Please give an advice on the following problem - when building my customized kernel, this operation interrupts because of an error:


> MAKE=make sh /usr/src/sys/conf/newvers.sh MARKER
> cc -c -O -pipe  -std=c99 -g -Wall -Wredundant-decls -Wnested-externs -Wstrict-prototypes  -Wmissing-prototypes -Wpointer-arith -Winline -Wcast-qual  -Wundef -Wno-pointer-sign -fformat-extensions -nostdinc  -I. -I/usr/src/sys -I/usr/src/sys/contrib/altq -D_KERNEL -DHAVE_KERNEL_OPTION_HEADERS -include opt_global.h -fno-common -finline-limit=8000 --param inline-unit-growth=100 --param large-function-growth=1000  -mno-align-long-strings -mpreferred-stack-boundary=2  -mno-mmx -mno-3dnow -mno-sse -mno-sse2 -mno-sse3 -ffreestanding -Werror  vers.c
> linking kernel.debug
> nlm_advlock.o(.text+0x11d8): In function `nlm_advlock_internal':
> ...



What is wrong? I've done everything according to the Handbook.

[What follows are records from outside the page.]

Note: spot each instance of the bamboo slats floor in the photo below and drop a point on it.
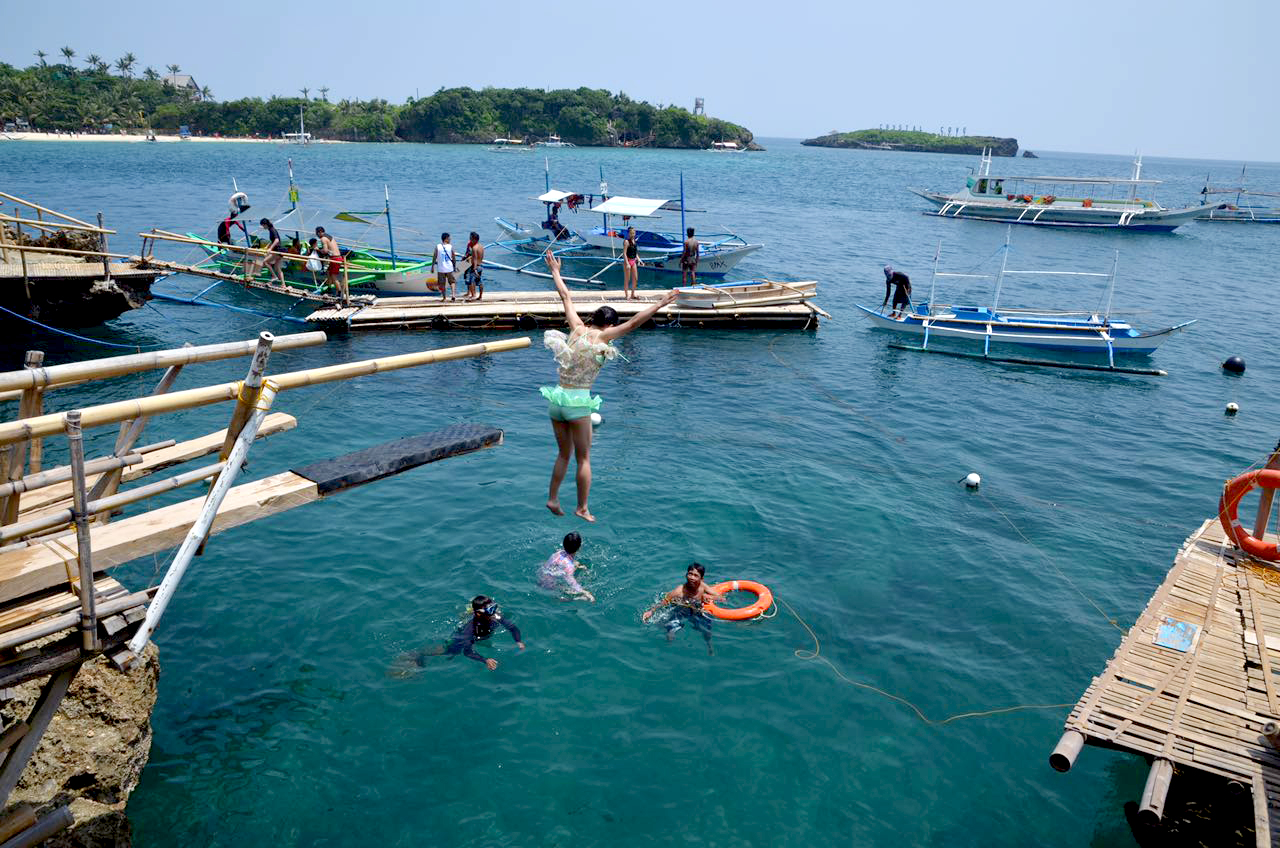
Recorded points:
(1206, 706)
(543, 310)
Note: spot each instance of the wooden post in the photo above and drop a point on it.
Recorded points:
(1068, 748)
(205, 520)
(90, 642)
(18, 451)
(101, 245)
(1156, 790)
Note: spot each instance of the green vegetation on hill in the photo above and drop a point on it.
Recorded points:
(92, 99)
(915, 142)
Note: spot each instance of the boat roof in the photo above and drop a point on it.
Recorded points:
(631, 206)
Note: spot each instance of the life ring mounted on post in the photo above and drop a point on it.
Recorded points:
(762, 603)
(1229, 507)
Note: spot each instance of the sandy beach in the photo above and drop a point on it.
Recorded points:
(50, 136)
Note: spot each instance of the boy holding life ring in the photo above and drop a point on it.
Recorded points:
(688, 598)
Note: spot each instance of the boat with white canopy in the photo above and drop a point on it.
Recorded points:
(1061, 201)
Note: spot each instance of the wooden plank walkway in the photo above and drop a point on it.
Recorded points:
(543, 310)
(1203, 707)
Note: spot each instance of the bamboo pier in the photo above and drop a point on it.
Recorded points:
(1194, 683)
(62, 528)
(528, 311)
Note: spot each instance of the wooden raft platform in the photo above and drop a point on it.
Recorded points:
(543, 310)
(1205, 702)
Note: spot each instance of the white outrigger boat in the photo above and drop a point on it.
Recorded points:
(1060, 201)
(597, 250)
(757, 292)
(1037, 328)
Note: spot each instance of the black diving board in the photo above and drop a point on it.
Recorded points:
(1038, 363)
(392, 457)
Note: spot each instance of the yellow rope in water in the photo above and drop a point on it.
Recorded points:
(803, 653)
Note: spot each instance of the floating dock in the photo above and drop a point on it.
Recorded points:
(543, 310)
(1194, 682)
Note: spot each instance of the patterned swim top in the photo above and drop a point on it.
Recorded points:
(577, 356)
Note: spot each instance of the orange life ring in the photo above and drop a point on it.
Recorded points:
(1229, 506)
(763, 601)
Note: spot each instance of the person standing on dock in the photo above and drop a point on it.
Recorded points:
(474, 273)
(330, 251)
(689, 260)
(901, 286)
(630, 264)
(579, 356)
(446, 274)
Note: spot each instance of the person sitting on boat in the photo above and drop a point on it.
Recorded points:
(579, 356)
(561, 568)
(901, 287)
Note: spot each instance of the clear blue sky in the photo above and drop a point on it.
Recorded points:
(1173, 78)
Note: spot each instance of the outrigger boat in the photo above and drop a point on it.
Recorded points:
(1239, 212)
(1060, 201)
(1043, 329)
(599, 249)
(759, 292)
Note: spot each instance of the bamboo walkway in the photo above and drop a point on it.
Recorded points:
(1194, 684)
(543, 309)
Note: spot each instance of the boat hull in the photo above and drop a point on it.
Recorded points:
(1028, 332)
(1061, 213)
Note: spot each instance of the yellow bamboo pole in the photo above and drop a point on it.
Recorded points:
(24, 429)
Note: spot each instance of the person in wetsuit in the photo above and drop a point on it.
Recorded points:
(485, 619)
(901, 286)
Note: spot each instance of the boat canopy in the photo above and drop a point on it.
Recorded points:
(630, 206)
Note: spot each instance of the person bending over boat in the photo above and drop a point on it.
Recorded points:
(688, 598)
(689, 260)
(560, 568)
(484, 621)
(901, 286)
(579, 358)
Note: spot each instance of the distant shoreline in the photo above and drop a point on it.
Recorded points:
(51, 136)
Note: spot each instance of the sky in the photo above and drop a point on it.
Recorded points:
(1166, 78)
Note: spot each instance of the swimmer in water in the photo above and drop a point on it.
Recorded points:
(561, 568)
(688, 598)
(485, 619)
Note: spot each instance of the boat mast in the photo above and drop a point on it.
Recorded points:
(391, 233)
(1000, 277)
(1111, 286)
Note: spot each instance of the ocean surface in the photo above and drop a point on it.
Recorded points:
(823, 464)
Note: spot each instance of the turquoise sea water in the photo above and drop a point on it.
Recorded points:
(821, 464)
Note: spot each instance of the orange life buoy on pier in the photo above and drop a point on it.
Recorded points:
(1229, 506)
(763, 601)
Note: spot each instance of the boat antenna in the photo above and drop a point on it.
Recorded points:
(1004, 263)
(391, 233)
(1111, 286)
(933, 279)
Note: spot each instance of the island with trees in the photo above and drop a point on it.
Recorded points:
(915, 141)
(94, 95)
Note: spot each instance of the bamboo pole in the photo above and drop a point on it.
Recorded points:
(54, 227)
(205, 520)
(42, 209)
(90, 642)
(12, 432)
(60, 375)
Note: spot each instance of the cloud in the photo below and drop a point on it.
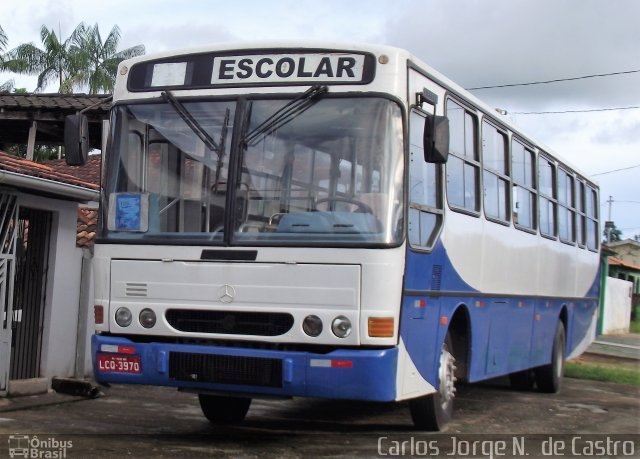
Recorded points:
(488, 42)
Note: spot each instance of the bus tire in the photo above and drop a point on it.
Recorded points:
(224, 410)
(522, 380)
(549, 377)
(432, 412)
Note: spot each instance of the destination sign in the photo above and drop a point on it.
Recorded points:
(255, 68)
(310, 68)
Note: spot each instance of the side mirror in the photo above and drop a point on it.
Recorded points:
(436, 139)
(76, 139)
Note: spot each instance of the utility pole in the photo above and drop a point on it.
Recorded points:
(609, 223)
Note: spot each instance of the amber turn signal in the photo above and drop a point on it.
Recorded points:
(381, 327)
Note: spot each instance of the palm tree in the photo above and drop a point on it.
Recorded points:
(96, 60)
(51, 63)
(7, 86)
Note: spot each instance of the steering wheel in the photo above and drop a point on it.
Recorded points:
(361, 206)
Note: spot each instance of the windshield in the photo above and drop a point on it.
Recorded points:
(330, 175)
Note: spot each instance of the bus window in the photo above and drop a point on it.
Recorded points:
(463, 167)
(581, 219)
(425, 201)
(566, 207)
(592, 219)
(546, 180)
(496, 173)
(524, 188)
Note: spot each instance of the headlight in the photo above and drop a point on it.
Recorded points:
(312, 325)
(147, 318)
(341, 327)
(123, 317)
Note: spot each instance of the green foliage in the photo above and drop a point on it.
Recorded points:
(7, 86)
(40, 152)
(603, 372)
(612, 234)
(82, 61)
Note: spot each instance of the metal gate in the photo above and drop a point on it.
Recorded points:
(8, 219)
(32, 257)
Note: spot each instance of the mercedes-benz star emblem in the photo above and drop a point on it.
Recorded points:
(226, 293)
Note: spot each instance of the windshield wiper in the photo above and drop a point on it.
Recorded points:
(285, 114)
(193, 124)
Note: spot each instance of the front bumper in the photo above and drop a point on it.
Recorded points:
(341, 374)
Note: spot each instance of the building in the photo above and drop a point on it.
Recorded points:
(44, 223)
(40, 274)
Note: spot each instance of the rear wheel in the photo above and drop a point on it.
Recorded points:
(432, 412)
(549, 377)
(224, 410)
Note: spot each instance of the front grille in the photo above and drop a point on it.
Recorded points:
(225, 369)
(230, 322)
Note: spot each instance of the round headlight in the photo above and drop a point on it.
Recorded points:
(123, 317)
(341, 327)
(147, 318)
(312, 325)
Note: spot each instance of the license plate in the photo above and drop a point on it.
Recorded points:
(119, 363)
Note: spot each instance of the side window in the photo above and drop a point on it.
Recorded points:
(592, 219)
(496, 173)
(566, 207)
(463, 166)
(425, 195)
(547, 186)
(524, 186)
(581, 218)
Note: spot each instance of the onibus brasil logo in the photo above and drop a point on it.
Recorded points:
(38, 448)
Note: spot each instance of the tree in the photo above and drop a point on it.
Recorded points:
(97, 61)
(50, 64)
(7, 86)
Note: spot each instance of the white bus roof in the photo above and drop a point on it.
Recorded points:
(395, 55)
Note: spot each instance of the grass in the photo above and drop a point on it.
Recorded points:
(621, 373)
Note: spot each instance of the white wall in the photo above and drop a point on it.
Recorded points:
(617, 306)
(63, 287)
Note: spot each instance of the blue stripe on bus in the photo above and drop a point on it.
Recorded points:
(508, 333)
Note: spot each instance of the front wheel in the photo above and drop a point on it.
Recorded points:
(224, 410)
(549, 377)
(432, 412)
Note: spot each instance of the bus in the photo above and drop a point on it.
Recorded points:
(335, 221)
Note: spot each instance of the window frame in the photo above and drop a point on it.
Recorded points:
(501, 176)
(570, 207)
(553, 199)
(475, 162)
(595, 218)
(438, 211)
(531, 189)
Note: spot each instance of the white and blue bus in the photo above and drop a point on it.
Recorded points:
(336, 221)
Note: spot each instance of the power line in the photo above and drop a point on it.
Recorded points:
(577, 111)
(616, 170)
(557, 80)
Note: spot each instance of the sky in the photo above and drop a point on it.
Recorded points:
(473, 42)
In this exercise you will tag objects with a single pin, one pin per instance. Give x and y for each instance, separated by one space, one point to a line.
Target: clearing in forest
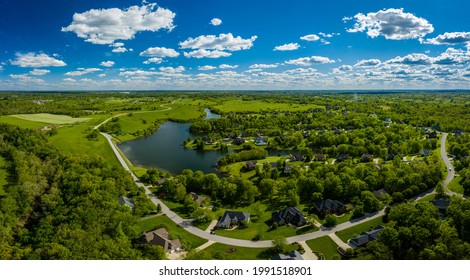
51 119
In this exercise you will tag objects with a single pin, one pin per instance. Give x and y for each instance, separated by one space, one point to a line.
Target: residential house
367 158
238 141
293 255
233 218
297 157
197 198
250 165
366 236
329 206
126 201
342 157
290 215
162 238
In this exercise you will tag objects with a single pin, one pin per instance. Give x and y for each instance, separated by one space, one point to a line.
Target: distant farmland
51 119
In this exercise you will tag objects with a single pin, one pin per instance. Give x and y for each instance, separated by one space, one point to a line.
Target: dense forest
57 207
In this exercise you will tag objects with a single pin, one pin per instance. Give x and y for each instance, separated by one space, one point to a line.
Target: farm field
50 119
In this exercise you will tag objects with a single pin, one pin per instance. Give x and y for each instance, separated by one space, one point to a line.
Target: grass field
3 175
261 225
51 119
326 246
354 231
230 252
173 229
455 186
258 106
22 123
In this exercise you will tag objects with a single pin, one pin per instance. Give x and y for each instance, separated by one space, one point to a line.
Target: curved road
226 240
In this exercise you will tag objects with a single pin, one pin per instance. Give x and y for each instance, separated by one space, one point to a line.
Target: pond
163 149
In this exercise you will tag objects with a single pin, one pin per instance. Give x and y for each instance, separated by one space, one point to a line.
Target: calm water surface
163 149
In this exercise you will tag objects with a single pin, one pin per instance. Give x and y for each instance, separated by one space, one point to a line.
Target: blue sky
245 45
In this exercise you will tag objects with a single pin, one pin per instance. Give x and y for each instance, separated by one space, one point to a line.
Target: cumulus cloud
287 47
264 66
104 26
160 52
82 71
226 66
206 68
108 63
216 21
307 61
311 37
367 63
39 72
393 24
156 60
451 38
220 43
178 69
36 60
205 53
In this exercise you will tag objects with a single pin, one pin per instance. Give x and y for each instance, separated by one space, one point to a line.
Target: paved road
185 224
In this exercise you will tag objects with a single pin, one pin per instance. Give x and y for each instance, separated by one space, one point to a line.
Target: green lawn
455 186
50 119
72 140
229 252
326 246
173 229
262 225
354 231
3 175
22 123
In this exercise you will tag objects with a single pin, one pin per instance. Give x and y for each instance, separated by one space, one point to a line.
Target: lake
163 149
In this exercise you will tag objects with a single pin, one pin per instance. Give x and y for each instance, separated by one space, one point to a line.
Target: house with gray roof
233 218
366 236
126 201
161 237
293 255
290 215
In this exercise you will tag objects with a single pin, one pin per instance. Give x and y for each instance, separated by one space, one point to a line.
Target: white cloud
451 38
206 68
107 63
160 52
156 60
226 66
104 26
264 66
311 37
367 63
36 60
216 21
121 50
411 59
178 69
205 53
82 71
287 47
39 72
220 43
393 24
307 61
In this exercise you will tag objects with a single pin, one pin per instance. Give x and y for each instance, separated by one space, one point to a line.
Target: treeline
57 207
417 231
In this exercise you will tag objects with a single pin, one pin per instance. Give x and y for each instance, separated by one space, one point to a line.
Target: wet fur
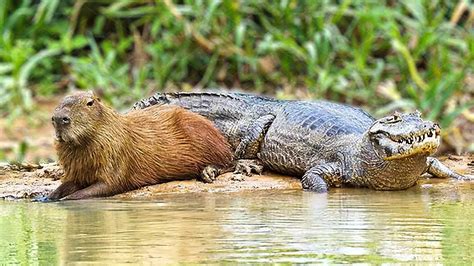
143 147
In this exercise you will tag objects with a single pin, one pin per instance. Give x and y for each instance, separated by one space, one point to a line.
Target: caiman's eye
393 119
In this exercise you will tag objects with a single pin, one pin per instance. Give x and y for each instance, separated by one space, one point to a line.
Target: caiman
326 144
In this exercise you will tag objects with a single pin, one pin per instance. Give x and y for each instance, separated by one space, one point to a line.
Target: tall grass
383 54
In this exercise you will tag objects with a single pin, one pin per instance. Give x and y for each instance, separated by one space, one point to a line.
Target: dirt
26 181
31 180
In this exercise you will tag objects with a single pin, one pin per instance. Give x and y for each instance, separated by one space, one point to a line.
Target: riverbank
27 181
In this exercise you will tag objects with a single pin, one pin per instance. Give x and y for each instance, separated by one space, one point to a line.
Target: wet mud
25 181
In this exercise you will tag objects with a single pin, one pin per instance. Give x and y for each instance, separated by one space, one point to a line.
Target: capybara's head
77 117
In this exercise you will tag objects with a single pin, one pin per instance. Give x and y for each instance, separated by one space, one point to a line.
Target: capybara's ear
94 95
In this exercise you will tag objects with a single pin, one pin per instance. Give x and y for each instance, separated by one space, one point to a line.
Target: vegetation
396 54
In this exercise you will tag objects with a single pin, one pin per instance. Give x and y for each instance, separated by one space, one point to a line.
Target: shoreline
27 181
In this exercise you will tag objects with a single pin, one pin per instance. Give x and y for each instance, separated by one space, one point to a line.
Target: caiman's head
404 135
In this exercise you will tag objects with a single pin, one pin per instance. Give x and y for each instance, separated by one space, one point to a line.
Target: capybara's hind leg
99 189
63 190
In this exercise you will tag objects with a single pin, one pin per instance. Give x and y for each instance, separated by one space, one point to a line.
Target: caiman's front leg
249 145
99 189
319 177
437 169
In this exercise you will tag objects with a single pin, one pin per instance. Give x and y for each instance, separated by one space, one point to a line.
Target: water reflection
268 226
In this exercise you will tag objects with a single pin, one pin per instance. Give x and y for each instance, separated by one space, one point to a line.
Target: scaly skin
326 144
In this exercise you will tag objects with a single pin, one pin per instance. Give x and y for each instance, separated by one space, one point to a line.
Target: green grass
385 55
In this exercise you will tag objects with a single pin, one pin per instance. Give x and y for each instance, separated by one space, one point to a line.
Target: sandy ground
36 132
31 180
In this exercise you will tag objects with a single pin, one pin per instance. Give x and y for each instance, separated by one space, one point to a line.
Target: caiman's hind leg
437 169
211 172
249 146
319 177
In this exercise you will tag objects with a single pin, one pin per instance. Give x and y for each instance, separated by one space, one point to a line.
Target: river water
430 223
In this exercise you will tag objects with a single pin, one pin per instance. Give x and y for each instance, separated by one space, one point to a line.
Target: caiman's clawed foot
246 167
209 174
315 178
437 169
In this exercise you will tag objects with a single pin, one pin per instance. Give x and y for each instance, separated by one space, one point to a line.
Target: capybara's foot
246 167
42 199
209 174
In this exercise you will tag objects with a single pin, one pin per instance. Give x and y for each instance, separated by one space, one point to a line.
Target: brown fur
125 152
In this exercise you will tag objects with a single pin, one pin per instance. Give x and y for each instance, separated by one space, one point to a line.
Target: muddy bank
31 180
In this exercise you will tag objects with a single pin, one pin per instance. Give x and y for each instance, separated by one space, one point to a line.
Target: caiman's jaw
404 135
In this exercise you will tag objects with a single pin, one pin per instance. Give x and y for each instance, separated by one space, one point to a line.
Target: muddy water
430 223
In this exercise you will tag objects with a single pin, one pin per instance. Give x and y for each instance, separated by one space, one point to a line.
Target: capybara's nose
61 120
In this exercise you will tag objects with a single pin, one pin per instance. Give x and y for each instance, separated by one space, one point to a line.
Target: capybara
105 153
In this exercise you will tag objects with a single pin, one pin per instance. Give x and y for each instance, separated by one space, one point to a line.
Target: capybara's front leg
99 189
63 190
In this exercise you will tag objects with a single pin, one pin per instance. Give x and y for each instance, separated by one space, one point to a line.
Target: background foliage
384 55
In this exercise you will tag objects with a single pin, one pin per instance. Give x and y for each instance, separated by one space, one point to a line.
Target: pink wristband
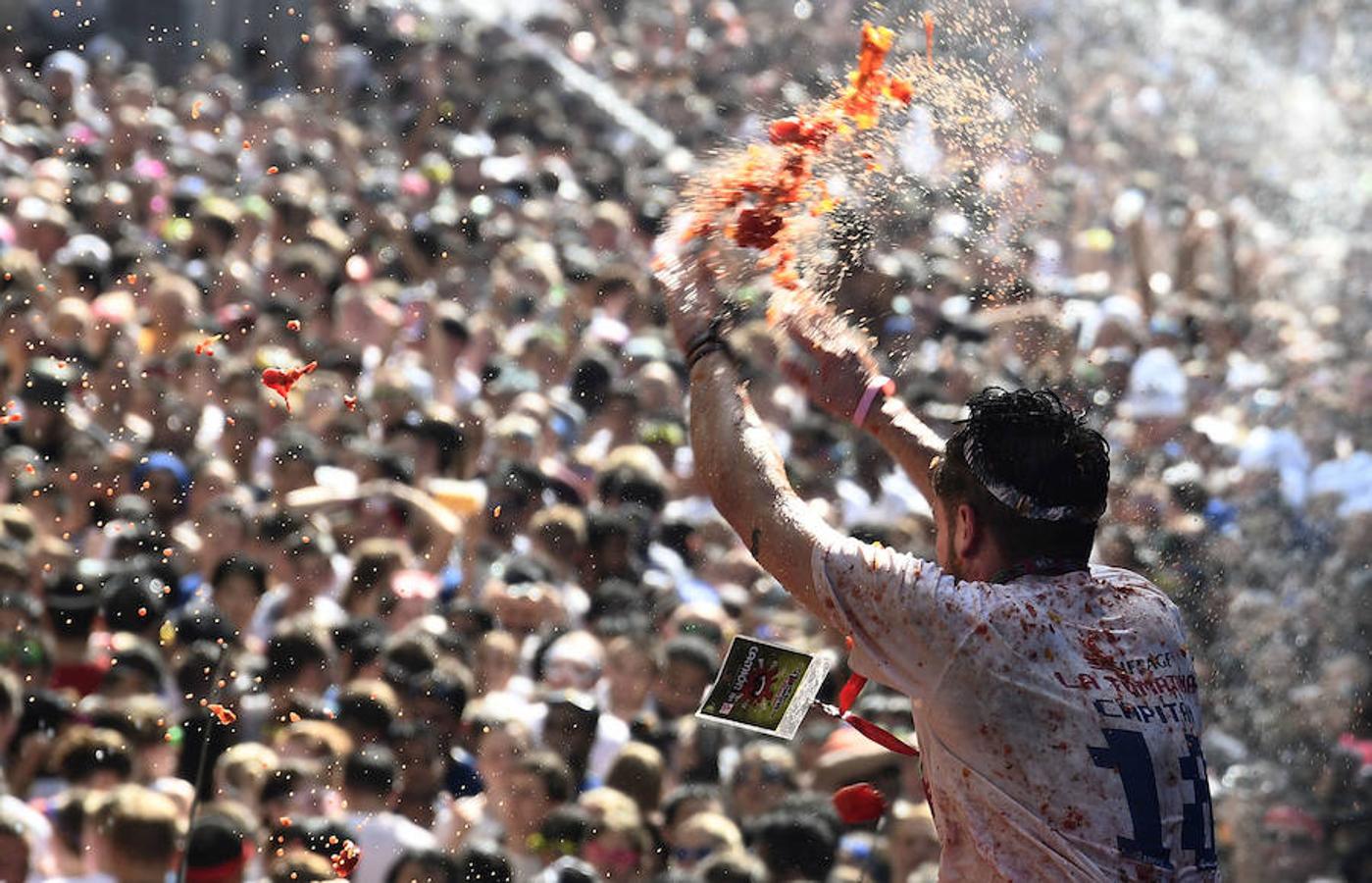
881 384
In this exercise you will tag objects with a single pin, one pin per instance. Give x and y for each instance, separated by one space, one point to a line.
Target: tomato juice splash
757 198
280 381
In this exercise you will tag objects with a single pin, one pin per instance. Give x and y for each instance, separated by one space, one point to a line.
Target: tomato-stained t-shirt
1058 717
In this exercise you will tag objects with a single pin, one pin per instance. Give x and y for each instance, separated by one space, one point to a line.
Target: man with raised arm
1055 701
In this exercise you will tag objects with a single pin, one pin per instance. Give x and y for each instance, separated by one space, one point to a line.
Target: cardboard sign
764 688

My kernel congiguration file is in attachment.


----------



## DutchDaemon (Feb 9, 2009)

You have NFSLOCKD in your kernel. I guess it needs the other NFS options (client and/or server) as well. Either add those, or remove NFSLOCKD.


----------



## Martyn (Feb 9, 2009)

Thanx, that helped.


----------



## Martyn (Feb 9, 2009)

Have just installed my kernel, but after reboot there appears a problem with mounting:



> Trying to mount root from ufs:/dev/ad0s2a


(The slice with OS is ad0s2)

and then:


> mountroot>


A tried to type:
ufs:ad0s2a
ufs:ad0s2
da4s2
but useless.


Please help.


----------



## richardpl (Feb 9, 2009)

Why is *eisa* commented out?

When booting, is ad0 or something similar displayed by kernel?


----------



## Martyn (Feb 9, 2009)

Is it so necessary? It was written in handbook, that this option is for eisa motherboards, mine one isn't of that kind (at least i think so  ) - that is why i commented that string.

OK, i found smth. When booting with old kernel (working one) my HD was *ad0*, that's why it says 


> Trying to mount root from ufs:/dev/ad0s2a


And when booting with customized kernel HD is *ad4*.
Yes, i tried to type 


> ufs:ad4s2a


 And it seemed to continue loading, *but* several errors showed up:


> No suitable dump device was found





> swapon: ad0s2b: No such file or directory





> Mounting /etc/fstab dilesystems failed, startup aborted





> ERROR: ABORTING BOOT (sending SINGTERM to parent)!


Then the only i can do is to logon from shell. 
Can anybody explain me, what's wrong? Why did HD became ad4 instead of ad0 (CD-ROM was and is cd0).
What should i do to make it work?


----------



## Djn (Feb 10, 2009)

These things happen now and then - it's not completely given which order your IDE channels are numbered in when you start swapping kernels.

When you get to the "mount /etc/fstab failed" etc, you should be able to boot a singleuser shell.
If you do _mount -u -w /_ you'll get write-access to your root partition. You can then use an editor to fix /etc/fstab - I'd suggest mounting /usr so you can use ee or vim or whatever you prefer.

Alternatively, boot with the working kernel, edit the fstab, and reboot to the new kernel.


----------



## Martyn (Feb 10, 2009)

*Djn*, thank you, i'll try that.


----------